Tech plays middleman

Tech may be able to help students, parents and colleges share information in constructive ways. CampusESP (yes, like sixth sense) is a platform that gives families college-specific news and information, and—with student permission—access to their child’s academic and financial data. The Philadelphia-based company claims it “gives helicopter parents a place to land” and helps college admissions and financial aid departments cut down on the number of phone calls and requests they receive from parents.

“We like to give the example of putting a ton of your money in a 401(k) and then not being able to check on it for a few years,” says Keanan Barbour-March, vice president of product at CampusESP. “To a lot of families, that's what a college education can feel like.”

Founded in 2014, CampusESP graduated from the Dreamit accelerator program in Philadelphia in summer 2016. Six higher-ed institutions, including Delaware Community College and Penn State, use its service, and more than 20,000 parents have registered for it, according to the company.

Once parents create an account, they can view college-specific news, events and deadlines on the school’s CampusESP page or through an email newsletter.
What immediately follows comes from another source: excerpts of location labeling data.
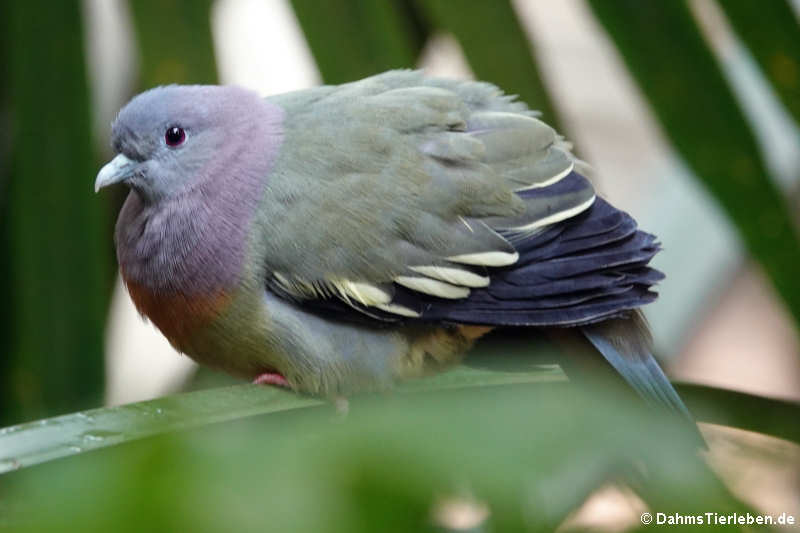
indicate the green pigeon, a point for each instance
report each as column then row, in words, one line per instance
column 338, row 239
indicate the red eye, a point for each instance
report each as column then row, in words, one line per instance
column 174, row 136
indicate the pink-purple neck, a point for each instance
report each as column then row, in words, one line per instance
column 195, row 243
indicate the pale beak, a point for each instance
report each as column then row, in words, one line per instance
column 118, row 169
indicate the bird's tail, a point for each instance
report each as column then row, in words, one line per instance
column 625, row 343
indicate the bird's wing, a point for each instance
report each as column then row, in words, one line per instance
column 401, row 197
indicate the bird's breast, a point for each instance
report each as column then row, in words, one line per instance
column 178, row 316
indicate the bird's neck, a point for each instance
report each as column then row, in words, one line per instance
column 182, row 259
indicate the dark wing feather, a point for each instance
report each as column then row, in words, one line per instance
column 460, row 207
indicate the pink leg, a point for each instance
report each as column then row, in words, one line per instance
column 271, row 378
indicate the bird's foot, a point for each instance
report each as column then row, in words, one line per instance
column 271, row 378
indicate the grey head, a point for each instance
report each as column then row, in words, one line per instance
column 172, row 139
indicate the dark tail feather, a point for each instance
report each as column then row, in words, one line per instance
column 625, row 343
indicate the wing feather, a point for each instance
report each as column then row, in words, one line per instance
column 409, row 198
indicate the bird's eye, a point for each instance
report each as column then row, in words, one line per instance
column 174, row 136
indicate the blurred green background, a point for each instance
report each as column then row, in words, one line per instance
column 57, row 262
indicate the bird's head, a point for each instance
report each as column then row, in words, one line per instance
column 171, row 139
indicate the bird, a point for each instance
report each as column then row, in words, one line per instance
column 342, row 238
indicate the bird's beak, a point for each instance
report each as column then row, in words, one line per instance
column 118, row 169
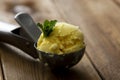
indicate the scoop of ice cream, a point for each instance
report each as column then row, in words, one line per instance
column 65, row 38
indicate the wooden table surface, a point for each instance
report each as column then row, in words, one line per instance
column 98, row 19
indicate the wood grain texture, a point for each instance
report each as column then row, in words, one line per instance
column 98, row 19
column 18, row 66
column 1, row 71
column 100, row 22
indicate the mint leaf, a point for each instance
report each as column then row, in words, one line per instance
column 47, row 27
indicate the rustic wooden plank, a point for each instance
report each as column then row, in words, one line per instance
column 100, row 22
column 18, row 66
column 1, row 71
column 21, row 67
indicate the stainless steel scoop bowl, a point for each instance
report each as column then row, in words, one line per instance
column 32, row 32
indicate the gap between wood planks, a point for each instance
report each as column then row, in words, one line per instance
column 2, row 77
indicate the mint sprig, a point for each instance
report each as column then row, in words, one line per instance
column 47, row 27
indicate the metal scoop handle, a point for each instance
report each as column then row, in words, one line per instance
column 27, row 23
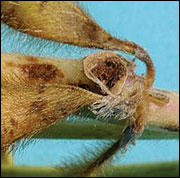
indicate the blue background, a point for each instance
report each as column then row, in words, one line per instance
column 155, row 26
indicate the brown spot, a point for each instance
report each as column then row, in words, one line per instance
column 5, row 131
column 8, row 16
column 84, row 86
column 13, row 122
column 41, row 88
column 10, row 64
column 11, row 132
column 43, row 72
column 109, row 71
column 31, row 58
column 90, row 30
column 38, row 106
column 43, row 4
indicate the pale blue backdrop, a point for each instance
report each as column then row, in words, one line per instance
column 154, row 25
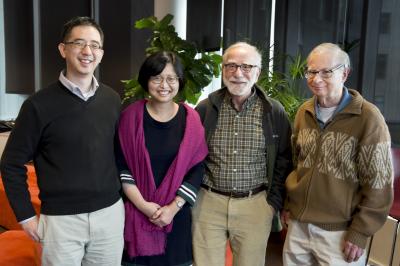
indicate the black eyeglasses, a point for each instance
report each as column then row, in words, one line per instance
column 158, row 79
column 81, row 44
column 245, row 68
column 325, row 74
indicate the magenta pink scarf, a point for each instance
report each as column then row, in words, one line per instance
column 143, row 238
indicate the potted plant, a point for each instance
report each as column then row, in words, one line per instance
column 284, row 87
column 199, row 67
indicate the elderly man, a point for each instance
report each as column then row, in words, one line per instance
column 248, row 136
column 68, row 130
column 340, row 191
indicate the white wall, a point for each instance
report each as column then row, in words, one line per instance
column 9, row 103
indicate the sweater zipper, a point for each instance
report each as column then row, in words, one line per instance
column 307, row 198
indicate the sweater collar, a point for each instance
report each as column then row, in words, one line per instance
column 351, row 103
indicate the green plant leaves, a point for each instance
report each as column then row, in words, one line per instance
column 199, row 67
column 285, row 87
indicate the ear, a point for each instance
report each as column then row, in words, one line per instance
column 258, row 72
column 346, row 73
column 61, row 49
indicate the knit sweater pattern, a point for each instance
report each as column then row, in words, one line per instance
column 71, row 143
column 343, row 177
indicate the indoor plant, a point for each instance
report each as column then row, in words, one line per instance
column 199, row 67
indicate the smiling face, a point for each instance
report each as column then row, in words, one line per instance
column 239, row 84
column 81, row 62
column 165, row 91
column 327, row 90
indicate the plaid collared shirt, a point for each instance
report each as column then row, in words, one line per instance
column 237, row 152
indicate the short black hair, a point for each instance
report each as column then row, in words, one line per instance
column 80, row 21
column 155, row 64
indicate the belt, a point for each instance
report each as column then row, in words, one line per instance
column 236, row 194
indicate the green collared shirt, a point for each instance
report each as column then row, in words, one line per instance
column 237, row 152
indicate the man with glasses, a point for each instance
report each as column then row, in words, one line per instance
column 248, row 135
column 68, row 130
column 340, row 191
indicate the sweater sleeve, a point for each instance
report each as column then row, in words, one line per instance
column 375, row 173
column 191, row 183
column 20, row 149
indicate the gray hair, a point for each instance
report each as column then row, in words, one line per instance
column 250, row 48
column 333, row 48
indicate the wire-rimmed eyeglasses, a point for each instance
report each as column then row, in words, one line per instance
column 325, row 73
column 81, row 44
column 245, row 68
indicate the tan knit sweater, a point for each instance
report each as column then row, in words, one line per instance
column 343, row 177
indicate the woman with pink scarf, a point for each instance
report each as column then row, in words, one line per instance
column 163, row 147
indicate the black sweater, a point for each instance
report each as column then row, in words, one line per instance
column 71, row 143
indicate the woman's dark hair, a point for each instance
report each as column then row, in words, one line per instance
column 80, row 21
column 155, row 64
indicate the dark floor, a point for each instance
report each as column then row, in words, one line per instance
column 274, row 250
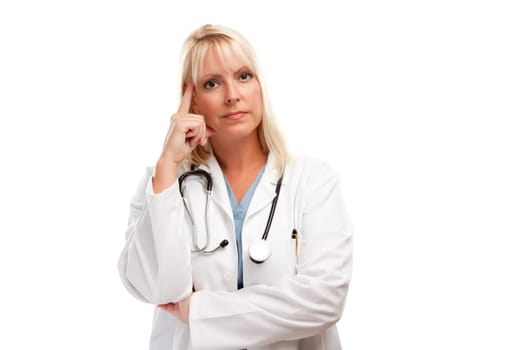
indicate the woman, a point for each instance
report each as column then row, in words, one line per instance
column 266, row 262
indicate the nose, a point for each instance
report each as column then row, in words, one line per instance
column 232, row 95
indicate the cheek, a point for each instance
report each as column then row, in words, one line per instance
column 205, row 105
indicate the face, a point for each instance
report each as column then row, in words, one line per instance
column 228, row 95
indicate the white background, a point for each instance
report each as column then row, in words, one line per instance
column 419, row 105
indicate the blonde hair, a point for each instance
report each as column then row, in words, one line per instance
column 194, row 53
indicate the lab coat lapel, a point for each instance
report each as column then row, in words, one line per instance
column 265, row 191
column 219, row 193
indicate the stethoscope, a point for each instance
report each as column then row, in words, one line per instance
column 259, row 251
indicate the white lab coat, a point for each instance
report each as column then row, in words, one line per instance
column 288, row 302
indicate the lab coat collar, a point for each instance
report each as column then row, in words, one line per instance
column 263, row 195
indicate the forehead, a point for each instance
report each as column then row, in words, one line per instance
column 222, row 58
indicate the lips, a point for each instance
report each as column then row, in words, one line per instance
column 234, row 115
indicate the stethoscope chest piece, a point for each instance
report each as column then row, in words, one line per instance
column 260, row 251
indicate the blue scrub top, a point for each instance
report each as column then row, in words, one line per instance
column 239, row 213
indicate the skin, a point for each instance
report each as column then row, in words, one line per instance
column 227, row 98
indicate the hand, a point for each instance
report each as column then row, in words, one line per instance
column 181, row 310
column 186, row 131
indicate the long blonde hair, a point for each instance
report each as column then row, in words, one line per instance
column 194, row 53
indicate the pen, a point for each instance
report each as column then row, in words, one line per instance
column 295, row 237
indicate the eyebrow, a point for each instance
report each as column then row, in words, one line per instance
column 213, row 75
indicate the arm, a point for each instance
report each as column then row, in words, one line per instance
column 155, row 264
column 303, row 305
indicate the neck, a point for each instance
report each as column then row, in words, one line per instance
column 239, row 156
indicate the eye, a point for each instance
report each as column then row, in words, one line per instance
column 245, row 76
column 210, row 84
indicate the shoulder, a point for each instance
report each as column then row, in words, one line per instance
column 307, row 165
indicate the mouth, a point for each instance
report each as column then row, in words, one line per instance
column 234, row 115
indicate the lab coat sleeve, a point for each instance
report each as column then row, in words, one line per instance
column 301, row 306
column 155, row 264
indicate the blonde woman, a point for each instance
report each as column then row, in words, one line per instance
column 238, row 244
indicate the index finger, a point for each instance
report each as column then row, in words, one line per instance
column 185, row 102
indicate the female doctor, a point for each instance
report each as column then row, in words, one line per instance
column 239, row 244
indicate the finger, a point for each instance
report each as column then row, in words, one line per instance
column 185, row 102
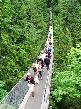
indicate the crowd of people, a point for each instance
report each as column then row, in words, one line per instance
column 42, row 61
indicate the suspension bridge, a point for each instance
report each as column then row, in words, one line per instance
column 20, row 95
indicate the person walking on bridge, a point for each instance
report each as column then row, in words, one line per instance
column 31, row 83
column 47, row 62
They can also connect with a student, which allows them to request access to the student’s academic and financial information, such as midterm grades or financial aid details. While this information is protected under FERPA, the student can grant permission for others to see some or all of it.
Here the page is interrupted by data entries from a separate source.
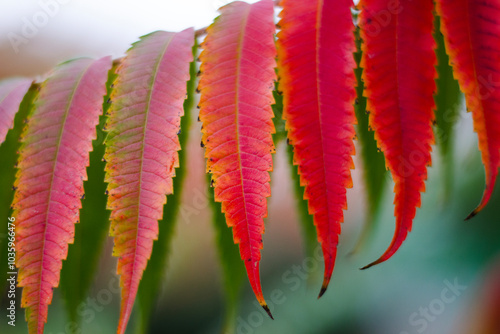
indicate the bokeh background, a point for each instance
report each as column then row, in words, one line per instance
column 405, row 295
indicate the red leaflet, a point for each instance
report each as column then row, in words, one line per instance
column 52, row 167
column 472, row 38
column 316, row 66
column 398, row 61
column 12, row 92
column 141, row 151
column 236, row 96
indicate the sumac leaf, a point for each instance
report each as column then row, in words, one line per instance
column 12, row 92
column 316, row 69
column 236, row 87
column 141, row 149
column 471, row 32
column 399, row 71
column 52, row 167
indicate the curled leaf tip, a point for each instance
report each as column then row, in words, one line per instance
column 266, row 308
column 371, row 264
column 323, row 290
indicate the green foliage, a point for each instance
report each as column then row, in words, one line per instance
column 374, row 170
column 155, row 271
column 448, row 103
column 83, row 255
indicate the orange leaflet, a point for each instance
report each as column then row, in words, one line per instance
column 399, row 72
column 236, row 87
column 316, row 68
column 472, row 37
column 141, row 149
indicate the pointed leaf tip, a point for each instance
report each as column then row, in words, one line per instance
column 141, row 149
column 401, row 101
column 268, row 311
column 312, row 63
column 236, row 84
column 323, row 290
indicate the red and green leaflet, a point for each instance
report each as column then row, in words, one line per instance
column 52, row 167
column 141, row 149
column 472, row 38
column 316, row 69
column 236, row 87
column 12, row 92
column 399, row 72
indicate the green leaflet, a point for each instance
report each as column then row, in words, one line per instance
column 154, row 273
column 79, row 269
column 306, row 220
column 8, row 152
column 374, row 171
column 448, row 102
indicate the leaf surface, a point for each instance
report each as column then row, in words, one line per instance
column 12, row 92
column 374, row 170
column 398, row 60
column 52, row 167
column 9, row 155
column 141, row 149
column 472, row 37
column 448, row 104
column 316, row 70
column 236, row 87
column 154, row 274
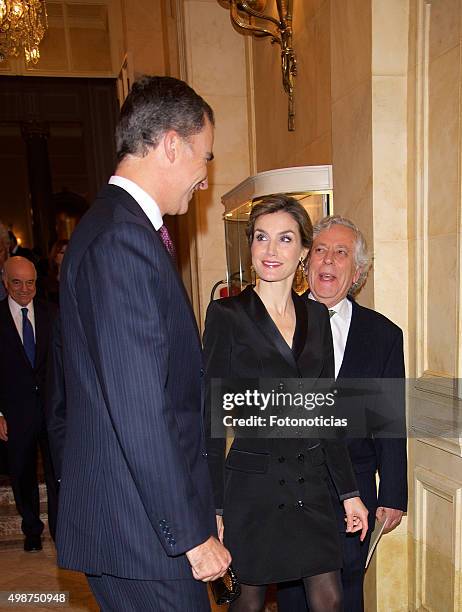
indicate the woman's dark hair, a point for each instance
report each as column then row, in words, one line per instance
column 275, row 203
column 154, row 106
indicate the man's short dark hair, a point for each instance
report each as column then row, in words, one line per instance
column 154, row 106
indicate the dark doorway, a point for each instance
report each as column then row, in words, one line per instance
column 57, row 150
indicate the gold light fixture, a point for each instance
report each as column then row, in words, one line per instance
column 249, row 17
column 23, row 24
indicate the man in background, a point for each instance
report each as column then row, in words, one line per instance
column 25, row 325
column 136, row 512
column 366, row 345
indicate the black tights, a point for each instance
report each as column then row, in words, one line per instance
column 323, row 594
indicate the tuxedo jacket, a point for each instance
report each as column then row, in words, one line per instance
column 374, row 349
column 242, row 342
column 135, row 491
column 21, row 385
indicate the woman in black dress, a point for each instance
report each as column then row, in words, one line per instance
column 278, row 517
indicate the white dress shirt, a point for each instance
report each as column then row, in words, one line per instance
column 340, row 326
column 16, row 313
column 148, row 204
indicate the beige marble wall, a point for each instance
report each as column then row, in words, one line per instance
column 434, row 136
column 144, row 36
column 216, row 68
column 310, row 143
column 351, row 109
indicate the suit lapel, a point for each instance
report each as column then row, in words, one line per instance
column 132, row 206
column 10, row 331
column 355, row 344
column 259, row 316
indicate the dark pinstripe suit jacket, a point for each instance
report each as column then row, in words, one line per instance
column 135, row 491
column 374, row 349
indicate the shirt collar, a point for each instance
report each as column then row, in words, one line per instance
column 342, row 308
column 146, row 202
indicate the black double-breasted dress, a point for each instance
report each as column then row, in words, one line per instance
column 275, row 494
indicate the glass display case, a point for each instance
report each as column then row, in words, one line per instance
column 311, row 185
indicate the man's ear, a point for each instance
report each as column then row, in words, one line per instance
column 171, row 143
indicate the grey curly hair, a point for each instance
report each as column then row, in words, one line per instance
column 363, row 259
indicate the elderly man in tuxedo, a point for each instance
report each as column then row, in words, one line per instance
column 136, row 512
column 25, row 325
column 366, row 345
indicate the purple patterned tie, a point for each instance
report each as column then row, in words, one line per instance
column 168, row 242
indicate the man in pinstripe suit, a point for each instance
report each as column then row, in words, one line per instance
column 136, row 512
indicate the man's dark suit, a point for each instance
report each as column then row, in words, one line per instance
column 374, row 349
column 21, row 402
column 135, row 492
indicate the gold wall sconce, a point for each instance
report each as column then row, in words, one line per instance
column 249, row 17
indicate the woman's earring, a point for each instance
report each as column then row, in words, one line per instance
column 300, row 280
column 253, row 275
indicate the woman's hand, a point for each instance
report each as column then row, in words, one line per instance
column 356, row 516
column 220, row 527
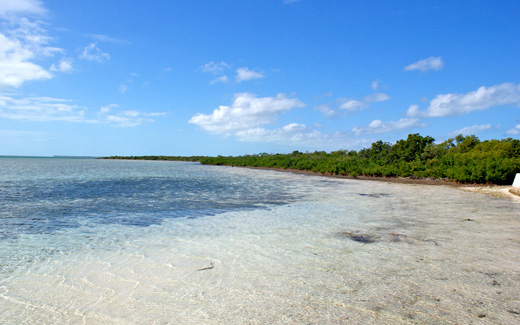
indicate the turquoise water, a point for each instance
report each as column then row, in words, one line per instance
column 97, row 241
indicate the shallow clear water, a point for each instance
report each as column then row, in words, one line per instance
column 96, row 241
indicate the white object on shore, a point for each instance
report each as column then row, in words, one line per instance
column 516, row 182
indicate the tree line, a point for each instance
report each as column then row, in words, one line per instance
column 463, row 159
College-specific portals give parents the option to request student information.

Barbour-March says the information is especially valuable for first-generation students and their parents, who are unfamiliar with the process and expectations of going to college. Helping first-gen students and their families navigate college shows great potential, but are those really the users who are logging in to check on grades?

Goldilocks-level involvement

There’s a fine line between being a helpful parent and a suffocating one to undergrads. Reed and her colleagues surveyed 461 college students at FSU and asked questions about parental involvement. They also asked students about their perceived mental and physical health and self-efficacy.

Reed and her colleagues noticed a difference between students with so-called helicopter parents and those whose families allowed them more autonomy. The former reported lower levels of self-efficacy, or the ability to handle tough situations, which in turn led to higher levels of anxiety and depression and lower life satisfaction and physical health. In September 2016, The Atlantic reported helicopter parenting can cause binge drinking among students who’ve been raised in tightly controlled “success factories.”

Reed’s findings don’t suggest parents should cut all ties to their students who’ve flown the coop. A hands-off approach is increasingly difficult given how easy it is for families to stay in touch with digital communication. One in five college students are in touch with their parents three or more times a day, and 41 percent are in touch every day, according to research from Arthur Levine and Diane R. Dean, authors of “Generation on a Tightrope: A Portrait of Today’s College Student.”

There’s a difference between being a helicopter parent and being a supportive one, Reed says. “If a new college student comes to you with a problem, are you trying to tell them what to do, or are you giving them feedback to help them make their own decisions?” She and her team found that students with “autonomous supportive parents”—ones who help their children think for themselves—reported higher life satisfaction, physical health and self efficacy.

CampusESP isn’t the only one playing middleman between families and educators. This week NextTier Education launched a platform to help students, parents and counselors keep tabs on student progress during the application process. And colleges have their own parent portals. (See one from St. Olaf College and Colby College.)

Barbour-March says CampusESP is interested in studying the data from parent interactions across campuses to see how they affect student outcomes like grades, retention and persistence. Is there an optimal amount of parent involvement? “We’re 99 percent of the way there to the product we want to build,” he says. “Now we’re interested in the research side of things—is there a unique formula that helps students be successful?”